Atak başladı.
Kim bilir kaçıncı atak.
Hiçbir gazeteci iktidara karşı çıkamayacak.
Kural bu!
Uymayan pişman edilecek.
AKP “31 Mart karanlığı” üzerinden yeni bir şahlanma denemesi yapıyor.
Eline silah alıp bir savcıyı rehin alarak “devrimci eylem” gerçekleştirdiğini düşünenler, iktidarın eline büyük bir fırsat verdi.
İktidar da o fırsatı sonuna kadar kullanıyor.
Baskıcı yasaların ve uygulamaların yolu zaten açılmıştı; şimdi asfaltlanıyor ve son uyarılar seslendiriliyor.
Başbakan “artık sokağa çıkana müsamaha göstermeyeceğiz” diyerek sanki uzun süredir hazırlanan “iç güvenlik” mekanizmasının düğmesine uzanıyor.
Diğer taraftan işi, cenaze kaldırılırken bile “akreditasyon yasağı” koymaya kadar vardırdığı gazetecilere “ahlaksız ve terbiyesiz” diyerek alenen hakaret ediyor.
Beğenmediği bir fotoğrafı kullanan gazetelerin temsilcilerine “cenazeye gelmeye hakları yok” buyuruyor.
Cenazelere giriş de artık iktidarın vizesiyle mümkün olabilecek.
“Yeni Türkiye”ye hoş geldiniz!
31 Mart bir sınır mıydı?
Gazeteye basılacak fotoğraf, Başbakan’ın yetki alanında bulunan bir konu değil. Böyle bir yasa da yok.
Medya kendi içinde düşünür, tartışır, hangi fotoğrafı, hangi başlığı, hangi haberi ve hangi yazıyı kullanıp kullanmayacağına karar verir.
Gazetecilik “kukla tiyatrosu” değildir.
En azından yandaş olmayan gazetecilik açısından böyle.
Tıpkı Cumhurbaşkanı’nın dediği gibi: “Herkes işine baksın!”
Ancak belki de “karanlık 31 Mart”, seçimler öncesinde bir şeylerin sınırı oldu.
O gün “adliyede rehine krizi” ve nasıl yapıldığını, neden bu kadar kanlı sonuçlar verdiğini ayrıntılarıyla bilmediğimiz “kurtarma operasyonu” vardı.

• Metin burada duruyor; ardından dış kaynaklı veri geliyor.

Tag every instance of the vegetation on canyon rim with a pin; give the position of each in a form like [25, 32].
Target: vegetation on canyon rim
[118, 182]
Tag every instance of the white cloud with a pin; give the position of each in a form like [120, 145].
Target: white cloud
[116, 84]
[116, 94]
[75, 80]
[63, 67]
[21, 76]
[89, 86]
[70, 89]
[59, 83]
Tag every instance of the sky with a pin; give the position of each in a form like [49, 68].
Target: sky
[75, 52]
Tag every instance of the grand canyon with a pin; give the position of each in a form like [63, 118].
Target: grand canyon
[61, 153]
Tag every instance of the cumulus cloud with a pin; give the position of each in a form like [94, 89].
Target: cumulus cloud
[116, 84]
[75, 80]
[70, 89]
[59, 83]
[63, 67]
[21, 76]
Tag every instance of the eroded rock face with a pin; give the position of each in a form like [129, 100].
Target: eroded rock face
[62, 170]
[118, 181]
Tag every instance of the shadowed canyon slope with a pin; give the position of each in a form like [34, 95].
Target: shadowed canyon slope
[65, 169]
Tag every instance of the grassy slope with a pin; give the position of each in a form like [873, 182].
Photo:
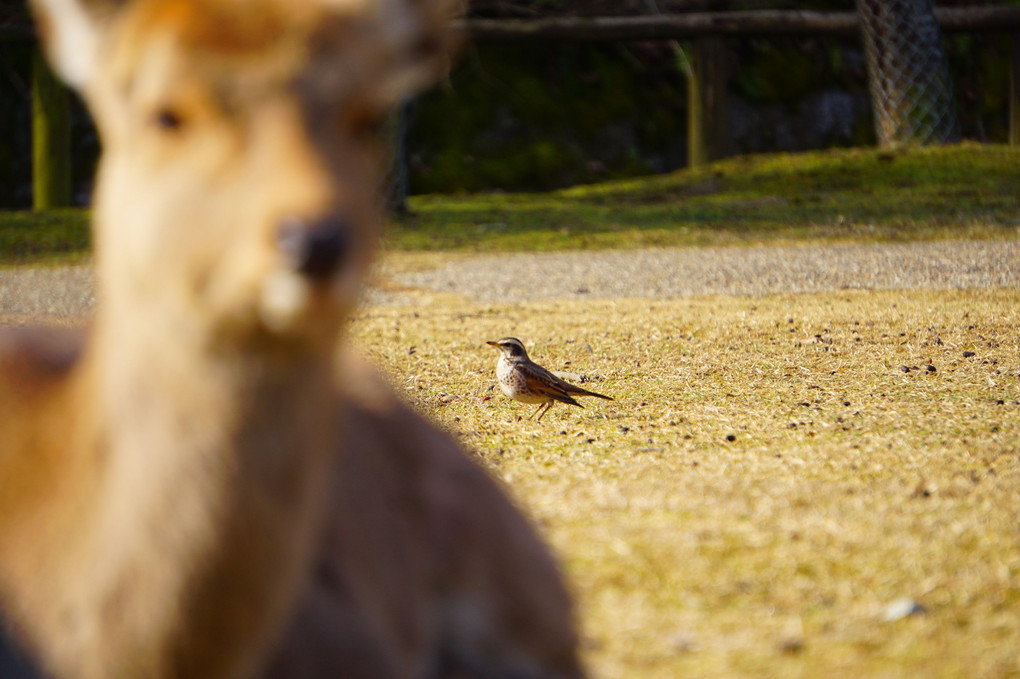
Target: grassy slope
[848, 483]
[864, 195]
[965, 191]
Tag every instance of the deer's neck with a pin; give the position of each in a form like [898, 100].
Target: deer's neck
[197, 508]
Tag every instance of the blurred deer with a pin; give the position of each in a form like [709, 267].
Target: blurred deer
[204, 483]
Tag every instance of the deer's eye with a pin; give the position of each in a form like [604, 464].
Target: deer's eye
[168, 119]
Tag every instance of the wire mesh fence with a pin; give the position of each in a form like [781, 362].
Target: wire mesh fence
[909, 77]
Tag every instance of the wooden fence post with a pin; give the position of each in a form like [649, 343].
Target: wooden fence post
[1014, 111]
[50, 137]
[707, 128]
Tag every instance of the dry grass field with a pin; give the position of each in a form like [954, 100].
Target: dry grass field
[773, 474]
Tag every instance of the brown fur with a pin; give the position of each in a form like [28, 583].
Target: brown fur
[198, 486]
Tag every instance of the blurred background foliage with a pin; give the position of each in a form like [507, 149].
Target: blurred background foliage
[532, 116]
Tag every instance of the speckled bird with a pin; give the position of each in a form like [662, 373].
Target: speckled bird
[522, 379]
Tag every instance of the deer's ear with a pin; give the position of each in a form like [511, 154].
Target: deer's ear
[71, 32]
[419, 44]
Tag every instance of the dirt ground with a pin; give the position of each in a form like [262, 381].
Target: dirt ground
[810, 468]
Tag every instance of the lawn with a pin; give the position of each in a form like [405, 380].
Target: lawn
[859, 195]
[773, 474]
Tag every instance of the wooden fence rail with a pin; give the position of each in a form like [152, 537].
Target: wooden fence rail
[705, 86]
[738, 23]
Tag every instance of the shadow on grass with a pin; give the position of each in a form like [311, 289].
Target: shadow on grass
[964, 191]
[860, 195]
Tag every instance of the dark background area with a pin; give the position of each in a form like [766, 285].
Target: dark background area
[536, 116]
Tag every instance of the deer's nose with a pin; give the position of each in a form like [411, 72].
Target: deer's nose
[314, 248]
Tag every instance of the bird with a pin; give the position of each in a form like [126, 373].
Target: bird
[522, 379]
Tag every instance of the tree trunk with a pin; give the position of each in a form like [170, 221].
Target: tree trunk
[707, 129]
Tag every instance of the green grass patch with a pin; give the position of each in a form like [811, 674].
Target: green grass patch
[862, 195]
[768, 479]
[51, 237]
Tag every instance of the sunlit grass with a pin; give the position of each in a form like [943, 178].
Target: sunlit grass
[767, 480]
[862, 195]
[859, 195]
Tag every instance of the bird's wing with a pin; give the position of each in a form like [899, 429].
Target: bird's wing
[576, 390]
[543, 381]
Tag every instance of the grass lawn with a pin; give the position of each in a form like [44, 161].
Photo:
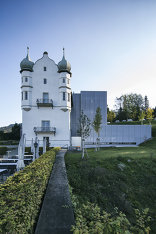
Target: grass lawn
[117, 177]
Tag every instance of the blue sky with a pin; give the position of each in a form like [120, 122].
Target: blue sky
[111, 46]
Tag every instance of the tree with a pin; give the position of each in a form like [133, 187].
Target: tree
[129, 106]
[84, 129]
[111, 116]
[97, 123]
[16, 132]
[154, 112]
[146, 103]
[142, 116]
[149, 114]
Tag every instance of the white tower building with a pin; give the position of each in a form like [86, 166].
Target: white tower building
[46, 100]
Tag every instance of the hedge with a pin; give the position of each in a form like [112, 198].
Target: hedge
[22, 194]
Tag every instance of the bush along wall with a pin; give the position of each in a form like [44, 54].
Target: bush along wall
[22, 194]
[90, 219]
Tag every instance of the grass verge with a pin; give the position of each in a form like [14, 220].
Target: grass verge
[115, 177]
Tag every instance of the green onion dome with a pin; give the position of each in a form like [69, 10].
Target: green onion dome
[64, 65]
[26, 64]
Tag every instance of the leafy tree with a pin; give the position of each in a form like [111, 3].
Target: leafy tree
[16, 131]
[129, 106]
[84, 129]
[97, 123]
[141, 117]
[154, 112]
[146, 103]
[111, 116]
[149, 114]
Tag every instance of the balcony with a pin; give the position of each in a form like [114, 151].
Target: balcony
[45, 130]
[44, 103]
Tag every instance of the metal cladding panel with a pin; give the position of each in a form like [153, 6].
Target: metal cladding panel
[123, 134]
[88, 101]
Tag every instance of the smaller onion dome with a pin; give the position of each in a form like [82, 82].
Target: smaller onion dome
[64, 65]
[26, 64]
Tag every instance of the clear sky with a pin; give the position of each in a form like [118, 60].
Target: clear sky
[111, 46]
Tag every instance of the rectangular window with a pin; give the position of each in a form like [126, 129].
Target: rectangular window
[45, 97]
[45, 125]
[68, 97]
[26, 95]
[44, 81]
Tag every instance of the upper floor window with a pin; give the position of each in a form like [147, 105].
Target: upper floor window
[68, 97]
[44, 81]
[26, 95]
[45, 97]
[64, 96]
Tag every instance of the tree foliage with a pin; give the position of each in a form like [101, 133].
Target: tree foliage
[141, 117]
[84, 126]
[97, 121]
[84, 129]
[110, 116]
[13, 135]
[130, 106]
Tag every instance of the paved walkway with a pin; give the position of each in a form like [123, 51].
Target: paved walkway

Daha o günün akşamı iktidarın dili değişti, sonraki günlerde de "artık daha sert davranacağız" vurgusu giderek netleşiyor.
Ölü evi ve cenaze töreni bile sert siyasi konuşma ve mesajların merkezi yapılabiliyor.
Durmadan haktan, hukuktan ve yasalardan bahsetme gibi kötü bir alışkanlığı olan avukatlara göstermelik bir ceza veriliyor, “bal gibi aranırlar” işaretiyle birlikte, adliyeye girişte hepsi uzun kuyruklarla süründürülüyor.
Ve medya. İktidarın en iştahlı saldırı alanı yıllardır değişmedi. Onca televizyon ve gazeteyi çantasına koydu, hâlâ sakinleşmedi.
‘Kelle avcıları’ piyasada
İşte yeni bir atak gündemde.
Cumhuriyet, Hürriyet, Posta ve Bugün gazetelerine yönelik yasal soruşturma başlatıldı. Hem de az buz bir gerekçeyle değil: Suçlama “terör örgütünün propagandasını yapmak”...
Aynı anda bir dizi yandaş gazete ve televizyon kanalında, koro halinde, iktidarın hoşuna gitmeyen gazeteciler hedef gösteriliyor, linç girişimi başlatılıyor.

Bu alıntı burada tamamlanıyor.